As the Director rhapsodised in front of the the mildly interested faces of the assembled art crowd, and the eager-going-on-blissful faces of the East German pensioners, (not to mention the completely non-comprehending faces of the apparently non-German speaking Namibian embassy staff), a slightly dishevelled looking middle-aged man appeared among the crowd of regular commuters a few meters down the platform and, beer can raised, launched into a loud – and near perfect – impersonation of one of the more famous of General Secretary Erich Honecker’s nasal pronouncements (the one about how neither ox nor donkey, will ever throw socialism off its inevitable course to historic triumph). An intervention that struck me as so absolutely accurate in its perception of the tone and content of the Director’s speech and so perfect a response, that I was sad to see the man disappear, back first, through the doors of the arriving U-Bahn, still reciting party slogans and quite obviously undeterred by the Director’s efforts at shutting him down. The latter, by the way, delivered with the kind of authoritarian condescension that I assume must be the prerogative of those – across times and systems – whose lives and aspirations align pretty damn smoothly with each particular system’s (often not so different) notions of a successful, valuable life.

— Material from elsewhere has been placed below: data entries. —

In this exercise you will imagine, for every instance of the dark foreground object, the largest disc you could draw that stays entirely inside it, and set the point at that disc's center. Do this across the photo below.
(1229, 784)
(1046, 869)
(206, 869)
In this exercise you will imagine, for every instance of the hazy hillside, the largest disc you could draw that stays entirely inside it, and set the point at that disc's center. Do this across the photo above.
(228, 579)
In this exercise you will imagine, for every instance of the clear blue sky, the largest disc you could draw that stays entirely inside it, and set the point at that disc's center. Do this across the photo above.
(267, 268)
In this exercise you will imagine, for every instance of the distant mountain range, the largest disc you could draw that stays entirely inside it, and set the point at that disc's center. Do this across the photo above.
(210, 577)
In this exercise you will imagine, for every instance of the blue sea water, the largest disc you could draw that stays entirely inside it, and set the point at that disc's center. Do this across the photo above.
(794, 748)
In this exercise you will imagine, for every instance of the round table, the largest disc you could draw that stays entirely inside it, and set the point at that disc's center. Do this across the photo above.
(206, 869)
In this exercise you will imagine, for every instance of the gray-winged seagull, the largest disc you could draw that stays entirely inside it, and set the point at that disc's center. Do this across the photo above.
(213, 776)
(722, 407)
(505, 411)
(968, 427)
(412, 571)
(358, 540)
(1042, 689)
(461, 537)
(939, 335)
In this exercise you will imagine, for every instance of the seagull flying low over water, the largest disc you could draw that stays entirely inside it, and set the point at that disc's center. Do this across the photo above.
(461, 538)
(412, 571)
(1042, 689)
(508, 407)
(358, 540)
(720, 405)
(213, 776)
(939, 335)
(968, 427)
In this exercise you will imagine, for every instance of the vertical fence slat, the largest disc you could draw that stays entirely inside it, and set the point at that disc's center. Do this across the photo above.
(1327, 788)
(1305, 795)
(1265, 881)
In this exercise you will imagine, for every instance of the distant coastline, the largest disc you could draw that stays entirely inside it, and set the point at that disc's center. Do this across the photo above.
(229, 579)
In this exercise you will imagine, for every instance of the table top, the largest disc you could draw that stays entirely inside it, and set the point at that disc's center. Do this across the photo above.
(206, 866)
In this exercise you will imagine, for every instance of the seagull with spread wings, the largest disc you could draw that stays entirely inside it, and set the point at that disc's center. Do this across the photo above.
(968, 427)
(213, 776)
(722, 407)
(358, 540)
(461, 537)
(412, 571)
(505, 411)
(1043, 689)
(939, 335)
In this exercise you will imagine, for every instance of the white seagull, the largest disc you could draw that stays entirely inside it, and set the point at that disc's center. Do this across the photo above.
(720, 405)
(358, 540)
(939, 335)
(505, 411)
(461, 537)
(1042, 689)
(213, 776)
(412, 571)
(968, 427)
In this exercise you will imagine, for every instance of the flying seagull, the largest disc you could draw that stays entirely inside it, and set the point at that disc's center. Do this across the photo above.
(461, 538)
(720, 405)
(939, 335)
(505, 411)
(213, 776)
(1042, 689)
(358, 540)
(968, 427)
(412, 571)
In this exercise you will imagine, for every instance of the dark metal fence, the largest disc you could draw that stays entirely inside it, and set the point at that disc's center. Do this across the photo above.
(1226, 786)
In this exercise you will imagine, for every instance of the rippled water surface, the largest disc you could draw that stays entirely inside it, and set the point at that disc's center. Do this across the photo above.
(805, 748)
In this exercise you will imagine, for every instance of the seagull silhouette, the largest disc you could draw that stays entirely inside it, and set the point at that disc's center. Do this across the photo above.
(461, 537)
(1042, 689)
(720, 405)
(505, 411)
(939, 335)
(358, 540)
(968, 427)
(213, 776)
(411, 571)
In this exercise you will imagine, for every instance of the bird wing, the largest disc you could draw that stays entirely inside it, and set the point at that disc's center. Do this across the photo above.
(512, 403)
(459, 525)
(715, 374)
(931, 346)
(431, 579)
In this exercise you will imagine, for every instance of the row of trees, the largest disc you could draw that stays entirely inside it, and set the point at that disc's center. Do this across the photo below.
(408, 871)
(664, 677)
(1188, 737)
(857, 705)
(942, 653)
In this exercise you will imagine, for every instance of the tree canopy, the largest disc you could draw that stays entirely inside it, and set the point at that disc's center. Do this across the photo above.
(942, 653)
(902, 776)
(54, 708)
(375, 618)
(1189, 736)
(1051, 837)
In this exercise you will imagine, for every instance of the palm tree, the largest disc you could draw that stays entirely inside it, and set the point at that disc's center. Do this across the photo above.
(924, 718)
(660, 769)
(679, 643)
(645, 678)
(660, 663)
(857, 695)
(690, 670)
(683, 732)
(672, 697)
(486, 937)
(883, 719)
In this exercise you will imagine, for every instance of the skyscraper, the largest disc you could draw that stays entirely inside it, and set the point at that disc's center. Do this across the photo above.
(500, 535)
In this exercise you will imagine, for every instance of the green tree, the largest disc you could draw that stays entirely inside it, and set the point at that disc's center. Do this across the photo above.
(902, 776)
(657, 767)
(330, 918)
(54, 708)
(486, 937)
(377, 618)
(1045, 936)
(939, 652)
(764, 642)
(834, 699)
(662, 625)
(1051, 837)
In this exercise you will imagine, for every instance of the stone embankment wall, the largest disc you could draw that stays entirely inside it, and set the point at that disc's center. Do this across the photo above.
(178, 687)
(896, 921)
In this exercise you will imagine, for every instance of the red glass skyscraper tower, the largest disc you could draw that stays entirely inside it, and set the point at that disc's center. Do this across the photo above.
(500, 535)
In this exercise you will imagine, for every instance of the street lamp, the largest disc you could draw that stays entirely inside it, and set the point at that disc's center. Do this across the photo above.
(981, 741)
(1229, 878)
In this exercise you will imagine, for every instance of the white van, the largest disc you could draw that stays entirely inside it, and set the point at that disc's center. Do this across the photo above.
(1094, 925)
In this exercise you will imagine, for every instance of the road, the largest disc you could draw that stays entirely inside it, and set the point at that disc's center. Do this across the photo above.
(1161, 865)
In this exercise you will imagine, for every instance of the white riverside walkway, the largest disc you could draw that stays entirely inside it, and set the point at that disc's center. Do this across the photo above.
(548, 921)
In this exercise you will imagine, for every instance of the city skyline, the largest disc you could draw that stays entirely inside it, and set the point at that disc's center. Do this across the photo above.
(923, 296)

Got me thinking, too, about the work of translation, or of whatever, that is still needed until a word as innocuous as “solidarity” can be understood in its always specific and changing connotations, until, in other words, particular uneasinesses can be shared a little more evenly across a Berlin (art) crowd – rather then held by a few, and released by one, beer can in hand (on a good day).

18.02. 2017

because of… i guess “life” in general, and “berlin” in particular, it so happened that i got into a conversation with a blogger for the swapo-critical swapo youth league and a scholar of african history last night and learnt, that “solidarity” of the GDR towards the african liberation movements involved having the stasi help from and train up the ANCs and Swapo’s security services – including instructions on torture. puts “solidarity” kind of into perspective.